We will be rolling out a new supervisory approach from 2025. Key features of this include:
- Aligning our supervisory approach with the regulatory priorities as outlined in the Financial Conduct Report and with our assessment of sector and firm risks, using the data we gather from firms, e.g. regulatory returns, and intelligence from supervisory and response work.
- More forward-looking supervision, to improve our knowledge of firms and their business models, and understand and influence how firms manage risks to the outcomes we have identified.
- Supervisory processes that will involve the following:
- The nature, frequency and intensity of supervisory interactions will be guided by the impact firms have on the market. Entities that have activities across different sectors will be supervised on a group basis.
- For larger firms, more of our supervisory interactions will be with boards and senior management.
- Continued use of on-site, in-person, and desk-based supervision, as well as thematic reviews to provide deeper insights into specific issues or sectors.
- Ongoing engagement with firms and industry groups to support good practice and reduce the risk of poor outcomes, including:
- Feedback focused on issues that are important for better outcomes, not on minor, non-systemic compliance issues.
- Publishing guidance to support compliance and clarify legal obligations.
- More use of informal tools to support and influence firms’ conduct, such as industry roundtables, roadshows and webinars, meetings with boards and senior management, and “Dear CEO” letters where we are concerned about emerging or growing risks.

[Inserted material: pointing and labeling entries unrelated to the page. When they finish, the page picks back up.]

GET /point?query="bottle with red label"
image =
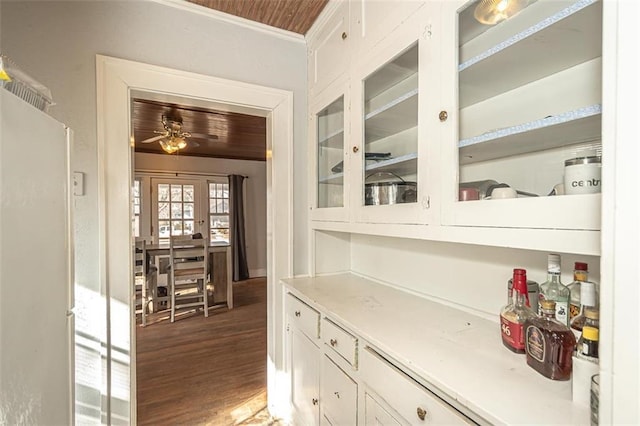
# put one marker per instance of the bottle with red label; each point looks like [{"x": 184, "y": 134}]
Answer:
[{"x": 514, "y": 315}]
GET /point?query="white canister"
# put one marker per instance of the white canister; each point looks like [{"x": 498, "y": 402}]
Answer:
[{"x": 582, "y": 175}]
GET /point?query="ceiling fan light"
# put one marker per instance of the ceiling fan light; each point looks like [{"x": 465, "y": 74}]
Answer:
[
  {"x": 168, "y": 147},
  {"x": 490, "y": 12}
]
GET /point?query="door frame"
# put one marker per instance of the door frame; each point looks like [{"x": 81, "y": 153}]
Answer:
[{"x": 116, "y": 79}]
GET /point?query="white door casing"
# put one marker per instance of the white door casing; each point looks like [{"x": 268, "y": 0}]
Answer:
[{"x": 115, "y": 80}]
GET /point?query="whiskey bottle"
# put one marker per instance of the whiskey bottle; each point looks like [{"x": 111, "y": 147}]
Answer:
[
  {"x": 514, "y": 315},
  {"x": 549, "y": 344},
  {"x": 588, "y": 297},
  {"x": 580, "y": 273},
  {"x": 553, "y": 289}
]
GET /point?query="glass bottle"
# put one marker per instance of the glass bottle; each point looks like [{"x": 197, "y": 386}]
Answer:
[
  {"x": 553, "y": 289},
  {"x": 580, "y": 273},
  {"x": 587, "y": 347},
  {"x": 588, "y": 297},
  {"x": 514, "y": 315},
  {"x": 549, "y": 344}
]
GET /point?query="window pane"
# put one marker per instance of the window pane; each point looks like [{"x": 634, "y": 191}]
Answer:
[
  {"x": 188, "y": 210},
  {"x": 176, "y": 192},
  {"x": 163, "y": 229},
  {"x": 188, "y": 192},
  {"x": 176, "y": 211},
  {"x": 176, "y": 227},
  {"x": 163, "y": 192},
  {"x": 188, "y": 227},
  {"x": 163, "y": 210}
]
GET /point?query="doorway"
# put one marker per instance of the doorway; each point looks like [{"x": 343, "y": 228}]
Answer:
[{"x": 116, "y": 79}]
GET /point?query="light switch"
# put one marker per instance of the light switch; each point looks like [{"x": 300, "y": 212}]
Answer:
[{"x": 78, "y": 183}]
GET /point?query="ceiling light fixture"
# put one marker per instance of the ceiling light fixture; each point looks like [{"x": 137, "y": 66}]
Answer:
[{"x": 490, "y": 12}]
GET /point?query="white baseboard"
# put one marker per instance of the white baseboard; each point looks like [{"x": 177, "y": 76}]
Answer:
[{"x": 255, "y": 273}]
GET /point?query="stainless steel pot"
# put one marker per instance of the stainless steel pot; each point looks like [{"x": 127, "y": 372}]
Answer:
[{"x": 384, "y": 192}]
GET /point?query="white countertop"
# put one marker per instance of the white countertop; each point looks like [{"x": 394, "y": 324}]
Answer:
[{"x": 457, "y": 352}]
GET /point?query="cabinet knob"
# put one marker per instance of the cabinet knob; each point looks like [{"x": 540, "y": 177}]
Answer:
[{"x": 422, "y": 413}]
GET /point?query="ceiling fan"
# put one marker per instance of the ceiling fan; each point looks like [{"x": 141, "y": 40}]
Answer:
[{"x": 172, "y": 138}]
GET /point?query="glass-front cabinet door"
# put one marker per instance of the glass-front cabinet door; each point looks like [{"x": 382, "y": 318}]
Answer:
[
  {"x": 387, "y": 150},
  {"x": 329, "y": 127},
  {"x": 525, "y": 81}
]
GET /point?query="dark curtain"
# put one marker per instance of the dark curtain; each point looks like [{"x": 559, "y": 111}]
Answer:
[{"x": 238, "y": 246}]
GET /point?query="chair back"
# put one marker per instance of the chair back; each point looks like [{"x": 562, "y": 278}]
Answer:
[{"x": 188, "y": 257}]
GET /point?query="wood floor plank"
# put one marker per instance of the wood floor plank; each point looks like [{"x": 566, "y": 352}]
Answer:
[{"x": 206, "y": 371}]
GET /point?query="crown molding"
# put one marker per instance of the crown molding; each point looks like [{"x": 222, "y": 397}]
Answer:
[
  {"x": 324, "y": 16},
  {"x": 232, "y": 19}
]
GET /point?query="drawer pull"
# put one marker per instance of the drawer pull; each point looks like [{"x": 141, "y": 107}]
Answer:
[{"x": 422, "y": 413}]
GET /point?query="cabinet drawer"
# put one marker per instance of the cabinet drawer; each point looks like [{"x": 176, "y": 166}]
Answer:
[
  {"x": 303, "y": 317},
  {"x": 416, "y": 404},
  {"x": 338, "y": 395},
  {"x": 341, "y": 341}
]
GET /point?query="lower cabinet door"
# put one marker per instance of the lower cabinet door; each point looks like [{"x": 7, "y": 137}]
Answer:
[
  {"x": 339, "y": 395},
  {"x": 375, "y": 414},
  {"x": 305, "y": 369}
]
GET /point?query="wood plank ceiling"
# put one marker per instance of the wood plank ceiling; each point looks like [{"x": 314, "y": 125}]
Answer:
[
  {"x": 217, "y": 134},
  {"x": 292, "y": 15},
  {"x": 222, "y": 134}
]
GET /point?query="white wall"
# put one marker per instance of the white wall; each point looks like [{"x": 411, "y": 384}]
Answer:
[
  {"x": 57, "y": 41},
  {"x": 468, "y": 276},
  {"x": 255, "y": 194}
]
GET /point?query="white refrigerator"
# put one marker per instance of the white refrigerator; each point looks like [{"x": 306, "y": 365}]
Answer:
[{"x": 36, "y": 267}]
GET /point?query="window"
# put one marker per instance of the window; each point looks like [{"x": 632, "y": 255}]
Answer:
[
  {"x": 218, "y": 212},
  {"x": 137, "y": 206},
  {"x": 176, "y": 209}
]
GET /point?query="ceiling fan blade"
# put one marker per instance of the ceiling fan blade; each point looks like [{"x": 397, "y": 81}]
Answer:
[
  {"x": 203, "y": 136},
  {"x": 153, "y": 139}
]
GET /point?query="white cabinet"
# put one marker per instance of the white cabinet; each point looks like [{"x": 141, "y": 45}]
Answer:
[
  {"x": 414, "y": 404},
  {"x": 523, "y": 97},
  {"x": 329, "y": 49},
  {"x": 339, "y": 395},
  {"x": 329, "y": 130}
]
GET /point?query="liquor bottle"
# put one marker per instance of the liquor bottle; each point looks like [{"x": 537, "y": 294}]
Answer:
[
  {"x": 588, "y": 298},
  {"x": 587, "y": 347},
  {"x": 549, "y": 344},
  {"x": 514, "y": 315},
  {"x": 580, "y": 273},
  {"x": 553, "y": 289}
]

- Publication of detailed sector insights reports to share the findings of our supervisory work.
Our intention is to understand and influence how firms manage the main risks to consumer and market outcomes, through their governance, product design, distribution models, resourcing, complaints-handling, and systems, controls and processes. We want firms to have the flexibility to determine how best to meet regulatory obligations in the context of their own business.
It will continue to be an important part of our supervisory work to assess compliance failures that have contributed to poor outcomes, to oversee remediation where required, and to take action, formal or informal, to address or mitigate these. We will also engage with firms on other conduct that detracts from good outcomes, including where we think firms may be taking an overly conservative view of legal obligations.